Question : crier « guillotine » est-il pire que de chanter « Je tue des bébés blancs » ?

Ils étaient une trentaine de gilets jaunes, le 20 décembre, devant la préfecture de Vesoul. Ils attendaient dans le froid et la nuit le député Christophe Lejeune, parlementaire de LREM. À son arrivée, la discussion s’engage et, très vite, le ton monte, notamment un des gilets jaunes prononce par deux fois à l’intention de l’élu le mot « guillotine ». L’échange est filmé et publié sur le site du quotidien L’Est républicain.

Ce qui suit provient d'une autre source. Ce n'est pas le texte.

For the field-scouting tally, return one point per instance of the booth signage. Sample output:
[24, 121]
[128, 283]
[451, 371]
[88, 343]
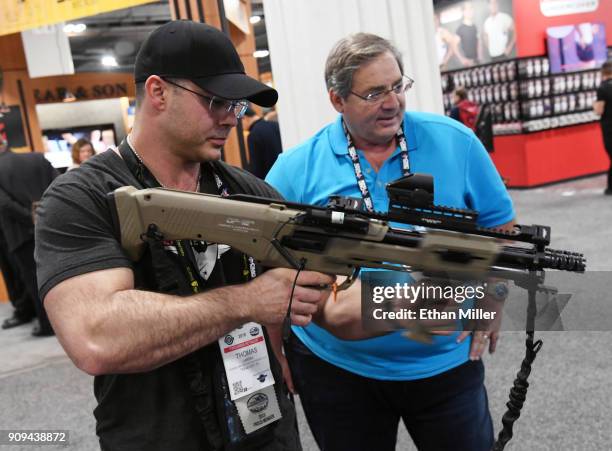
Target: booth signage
[20, 15]
[99, 91]
[552, 8]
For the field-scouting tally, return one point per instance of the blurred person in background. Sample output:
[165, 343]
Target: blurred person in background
[470, 50]
[499, 34]
[603, 107]
[464, 110]
[23, 179]
[81, 151]
[264, 142]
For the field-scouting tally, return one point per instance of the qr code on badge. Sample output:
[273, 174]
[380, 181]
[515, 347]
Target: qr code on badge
[238, 388]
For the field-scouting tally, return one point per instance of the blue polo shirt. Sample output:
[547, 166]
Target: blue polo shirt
[464, 177]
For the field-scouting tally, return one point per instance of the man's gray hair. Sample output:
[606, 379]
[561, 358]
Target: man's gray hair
[349, 54]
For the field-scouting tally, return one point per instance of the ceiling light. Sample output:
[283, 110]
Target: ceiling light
[70, 28]
[261, 53]
[109, 61]
[69, 97]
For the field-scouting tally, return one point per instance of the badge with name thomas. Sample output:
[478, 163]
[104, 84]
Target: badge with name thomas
[246, 361]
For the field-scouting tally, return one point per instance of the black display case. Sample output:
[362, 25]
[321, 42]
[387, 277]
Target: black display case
[523, 96]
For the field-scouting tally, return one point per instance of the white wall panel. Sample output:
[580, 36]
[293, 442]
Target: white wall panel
[302, 32]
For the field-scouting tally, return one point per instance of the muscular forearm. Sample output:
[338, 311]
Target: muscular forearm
[131, 331]
[155, 329]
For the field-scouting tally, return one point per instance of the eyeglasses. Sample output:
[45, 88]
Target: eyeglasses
[217, 105]
[378, 96]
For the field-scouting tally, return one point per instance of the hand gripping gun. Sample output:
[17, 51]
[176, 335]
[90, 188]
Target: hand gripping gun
[341, 238]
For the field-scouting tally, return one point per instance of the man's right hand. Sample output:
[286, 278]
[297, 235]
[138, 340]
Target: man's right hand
[271, 292]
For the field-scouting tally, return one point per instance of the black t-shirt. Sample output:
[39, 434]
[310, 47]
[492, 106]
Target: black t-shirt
[469, 40]
[604, 92]
[264, 146]
[143, 411]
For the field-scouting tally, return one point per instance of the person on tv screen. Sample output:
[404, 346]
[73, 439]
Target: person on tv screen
[469, 46]
[499, 35]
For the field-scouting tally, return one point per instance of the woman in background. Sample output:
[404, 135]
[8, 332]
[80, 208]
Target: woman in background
[82, 150]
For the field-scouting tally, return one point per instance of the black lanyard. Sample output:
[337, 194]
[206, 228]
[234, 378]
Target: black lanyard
[361, 182]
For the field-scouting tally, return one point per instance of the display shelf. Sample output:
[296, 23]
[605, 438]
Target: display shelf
[523, 96]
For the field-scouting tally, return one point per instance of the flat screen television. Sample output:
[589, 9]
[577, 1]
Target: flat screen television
[58, 142]
[576, 47]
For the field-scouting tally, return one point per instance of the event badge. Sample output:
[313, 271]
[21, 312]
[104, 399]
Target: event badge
[246, 361]
[258, 409]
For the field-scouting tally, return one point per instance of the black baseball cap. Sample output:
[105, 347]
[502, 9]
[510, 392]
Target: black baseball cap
[202, 54]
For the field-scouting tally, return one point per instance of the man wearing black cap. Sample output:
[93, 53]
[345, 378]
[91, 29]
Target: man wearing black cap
[153, 345]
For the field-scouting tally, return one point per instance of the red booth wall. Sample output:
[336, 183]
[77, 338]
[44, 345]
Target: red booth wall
[539, 158]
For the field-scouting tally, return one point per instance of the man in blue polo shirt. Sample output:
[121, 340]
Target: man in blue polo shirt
[355, 387]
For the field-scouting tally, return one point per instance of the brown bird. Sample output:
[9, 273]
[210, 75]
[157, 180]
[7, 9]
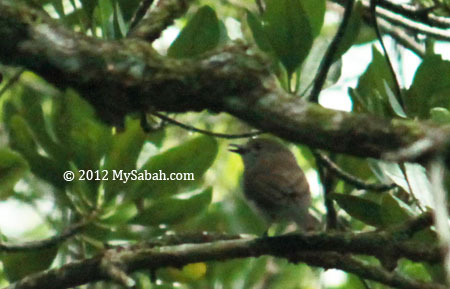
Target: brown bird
[274, 183]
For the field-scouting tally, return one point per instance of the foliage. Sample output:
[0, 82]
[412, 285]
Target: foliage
[50, 131]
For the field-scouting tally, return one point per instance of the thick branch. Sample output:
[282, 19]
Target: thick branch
[121, 77]
[318, 250]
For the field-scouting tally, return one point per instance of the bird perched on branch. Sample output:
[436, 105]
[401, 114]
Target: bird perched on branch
[274, 183]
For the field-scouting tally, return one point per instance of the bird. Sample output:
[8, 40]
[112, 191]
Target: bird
[274, 184]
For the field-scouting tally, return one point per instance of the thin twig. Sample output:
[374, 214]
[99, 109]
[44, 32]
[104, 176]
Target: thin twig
[11, 81]
[260, 6]
[327, 184]
[402, 38]
[422, 15]
[328, 59]
[373, 13]
[205, 132]
[140, 12]
[350, 179]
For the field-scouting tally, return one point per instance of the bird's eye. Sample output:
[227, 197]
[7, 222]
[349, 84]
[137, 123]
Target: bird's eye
[257, 146]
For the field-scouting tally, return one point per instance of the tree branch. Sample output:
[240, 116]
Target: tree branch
[320, 250]
[122, 77]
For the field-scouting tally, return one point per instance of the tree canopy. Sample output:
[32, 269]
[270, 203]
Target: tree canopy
[115, 136]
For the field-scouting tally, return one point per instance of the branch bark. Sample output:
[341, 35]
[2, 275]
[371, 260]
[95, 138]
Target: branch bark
[317, 250]
[126, 76]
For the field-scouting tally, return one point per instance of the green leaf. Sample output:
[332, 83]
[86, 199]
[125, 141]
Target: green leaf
[34, 116]
[172, 210]
[312, 64]
[289, 32]
[352, 31]
[59, 7]
[420, 185]
[440, 115]
[370, 94]
[393, 101]
[364, 210]
[21, 264]
[12, 168]
[120, 214]
[104, 12]
[89, 6]
[126, 148]
[202, 33]
[392, 212]
[429, 88]
[315, 9]
[194, 156]
[120, 28]
[258, 33]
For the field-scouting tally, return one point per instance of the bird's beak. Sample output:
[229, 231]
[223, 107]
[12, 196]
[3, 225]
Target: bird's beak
[236, 148]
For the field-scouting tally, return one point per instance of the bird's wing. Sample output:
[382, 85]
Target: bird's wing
[279, 189]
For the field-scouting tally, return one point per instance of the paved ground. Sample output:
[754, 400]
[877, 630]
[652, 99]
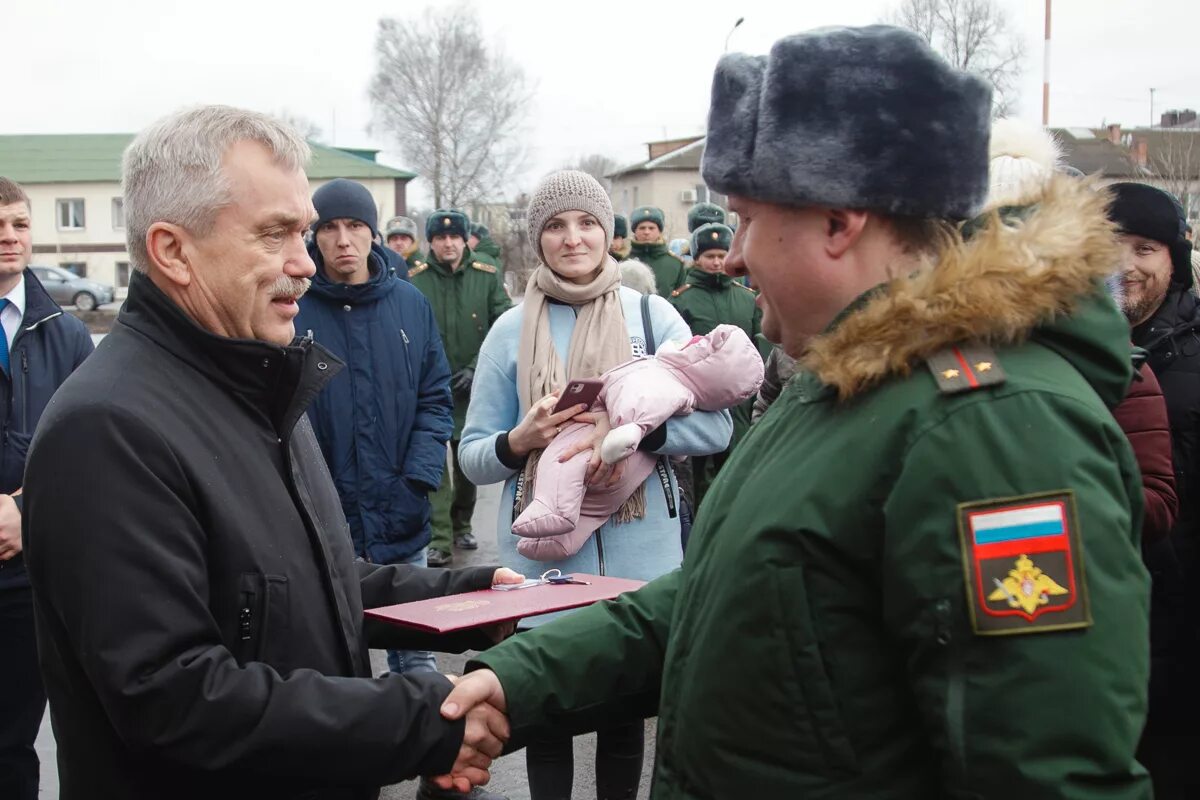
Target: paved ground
[508, 773]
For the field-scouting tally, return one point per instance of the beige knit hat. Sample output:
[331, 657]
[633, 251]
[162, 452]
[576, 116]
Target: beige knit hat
[568, 191]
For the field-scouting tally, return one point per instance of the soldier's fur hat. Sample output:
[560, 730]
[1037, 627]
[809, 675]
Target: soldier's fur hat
[852, 118]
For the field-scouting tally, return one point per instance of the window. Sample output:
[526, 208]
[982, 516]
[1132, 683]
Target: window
[70, 212]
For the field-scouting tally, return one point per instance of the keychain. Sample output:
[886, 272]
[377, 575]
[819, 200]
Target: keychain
[552, 577]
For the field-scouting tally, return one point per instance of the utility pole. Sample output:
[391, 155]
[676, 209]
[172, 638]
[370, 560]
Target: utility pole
[1045, 74]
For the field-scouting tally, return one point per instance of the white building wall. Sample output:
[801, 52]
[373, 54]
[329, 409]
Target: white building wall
[106, 234]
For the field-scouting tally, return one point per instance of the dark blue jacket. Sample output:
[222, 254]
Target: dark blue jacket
[384, 421]
[48, 347]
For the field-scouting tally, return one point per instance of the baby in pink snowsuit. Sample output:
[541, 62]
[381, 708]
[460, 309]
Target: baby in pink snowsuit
[711, 372]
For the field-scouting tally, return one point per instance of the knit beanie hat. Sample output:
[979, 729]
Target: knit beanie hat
[1151, 212]
[1023, 160]
[647, 214]
[619, 226]
[711, 236]
[345, 199]
[703, 214]
[401, 226]
[447, 221]
[568, 190]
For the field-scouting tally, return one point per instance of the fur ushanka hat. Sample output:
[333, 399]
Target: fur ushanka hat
[850, 118]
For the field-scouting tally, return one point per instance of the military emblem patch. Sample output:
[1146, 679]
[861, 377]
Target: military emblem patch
[1023, 564]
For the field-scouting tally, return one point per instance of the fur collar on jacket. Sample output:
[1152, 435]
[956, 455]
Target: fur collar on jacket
[1012, 276]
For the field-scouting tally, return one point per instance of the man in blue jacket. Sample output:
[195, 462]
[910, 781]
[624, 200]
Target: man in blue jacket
[383, 423]
[40, 348]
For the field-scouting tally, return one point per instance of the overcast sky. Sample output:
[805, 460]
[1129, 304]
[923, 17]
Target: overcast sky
[610, 76]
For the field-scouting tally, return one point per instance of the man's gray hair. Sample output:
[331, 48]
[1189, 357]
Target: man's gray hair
[172, 170]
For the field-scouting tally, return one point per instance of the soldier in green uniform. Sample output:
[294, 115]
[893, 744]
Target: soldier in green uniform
[467, 299]
[400, 236]
[703, 214]
[485, 248]
[619, 247]
[708, 299]
[651, 248]
[919, 576]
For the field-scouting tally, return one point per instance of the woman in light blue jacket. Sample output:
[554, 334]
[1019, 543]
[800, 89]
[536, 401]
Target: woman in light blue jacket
[577, 322]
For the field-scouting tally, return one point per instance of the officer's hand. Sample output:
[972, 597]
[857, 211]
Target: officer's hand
[540, 426]
[462, 379]
[10, 528]
[599, 473]
[480, 698]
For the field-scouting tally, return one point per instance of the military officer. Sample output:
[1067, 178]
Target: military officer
[918, 576]
[703, 214]
[619, 247]
[651, 248]
[400, 236]
[485, 248]
[708, 299]
[467, 299]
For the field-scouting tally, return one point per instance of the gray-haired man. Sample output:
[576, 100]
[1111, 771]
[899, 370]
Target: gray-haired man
[198, 606]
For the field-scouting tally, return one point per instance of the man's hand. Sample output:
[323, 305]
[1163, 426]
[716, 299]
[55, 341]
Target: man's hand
[502, 631]
[480, 698]
[10, 528]
[462, 379]
[504, 575]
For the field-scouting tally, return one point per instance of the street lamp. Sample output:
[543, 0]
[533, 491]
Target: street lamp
[741, 19]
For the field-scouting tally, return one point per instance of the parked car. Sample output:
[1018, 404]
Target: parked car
[69, 289]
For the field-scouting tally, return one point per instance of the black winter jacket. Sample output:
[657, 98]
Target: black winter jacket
[1173, 338]
[47, 348]
[199, 611]
[384, 421]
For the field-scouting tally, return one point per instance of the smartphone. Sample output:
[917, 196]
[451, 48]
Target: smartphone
[580, 392]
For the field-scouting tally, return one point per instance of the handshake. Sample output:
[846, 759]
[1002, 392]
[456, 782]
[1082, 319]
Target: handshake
[478, 697]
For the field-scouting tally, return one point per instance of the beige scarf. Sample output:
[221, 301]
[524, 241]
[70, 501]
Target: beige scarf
[599, 342]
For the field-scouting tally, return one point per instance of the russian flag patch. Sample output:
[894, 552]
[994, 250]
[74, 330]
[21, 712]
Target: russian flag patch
[1023, 564]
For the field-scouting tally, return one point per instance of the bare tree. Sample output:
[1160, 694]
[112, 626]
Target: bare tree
[453, 104]
[1175, 161]
[973, 35]
[598, 167]
[303, 125]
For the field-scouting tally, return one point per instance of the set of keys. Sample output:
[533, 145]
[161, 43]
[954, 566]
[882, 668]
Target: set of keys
[552, 577]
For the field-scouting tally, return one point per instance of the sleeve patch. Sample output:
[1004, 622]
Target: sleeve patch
[1023, 564]
[965, 368]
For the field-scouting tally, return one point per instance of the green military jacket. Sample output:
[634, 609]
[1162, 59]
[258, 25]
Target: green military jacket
[708, 300]
[918, 576]
[669, 269]
[466, 302]
[489, 252]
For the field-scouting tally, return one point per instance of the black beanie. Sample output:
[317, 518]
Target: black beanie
[343, 199]
[1151, 212]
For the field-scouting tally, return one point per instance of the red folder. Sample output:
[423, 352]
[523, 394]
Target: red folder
[491, 606]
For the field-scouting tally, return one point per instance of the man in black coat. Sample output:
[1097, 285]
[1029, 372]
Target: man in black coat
[1156, 277]
[40, 348]
[199, 608]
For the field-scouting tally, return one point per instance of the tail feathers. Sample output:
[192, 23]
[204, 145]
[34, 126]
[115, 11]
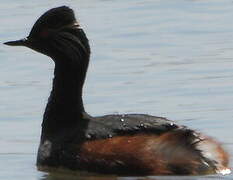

Suite à l’altercation et à la vidéo, le député de la deuxième circonscription de Haute-Saône dépose plainte à la gendarmerie de Lure pour « menaces de mort ». « La symbolique est très claire : quand on menace quelqu’un de guillotine, c’est lui couper la tête, c’est une condamnation à mort. Il n’y a aucune ambiguïté », souligna M. Lejeune, qualifiant l’incident de « terriblement choquant ».

Le 2 janvier, la personne à l’origine de ces menaces est identifiée. L’homme, âgé de 51 ans, habitant une commune du département, est placé en garde à vue pour « menaces contre un élu de la nation ». C’est ce qu’indique à l’AFP le procureur de la République à Vesoul, Emmanuel Dupic, tout en précisant : « Je veux mettre fin à ces gestes très éloignés, je crois, d’une manifestation de revendication. »

Il fait ainsi allusion au fait qu’il y a quelques semaines, le député avait été l’objet, à son propre domicile, d’une intimidation. Des « gilets jaunes » avaient posé des colliers de serrage sur les portes de sa maison pour l’empêcher de sortir.

Placé en garde à vue, cet ouvrier de profession a été condamné à quatre mois de prison avec sursis, jeudi 3 janvier, par le tribunal de Vesoul. Il paraît naturel de sévir lorsque des menaces sont prononcées. Certes.

Pourtant, un détail me chiffonne. Il y a un peu plus de trois mois, un clip de plus de neuf minutes d’une violence insoutenable était publié par le rappeur français Nick Conrad sur la plate-forme vidéo de YouTube.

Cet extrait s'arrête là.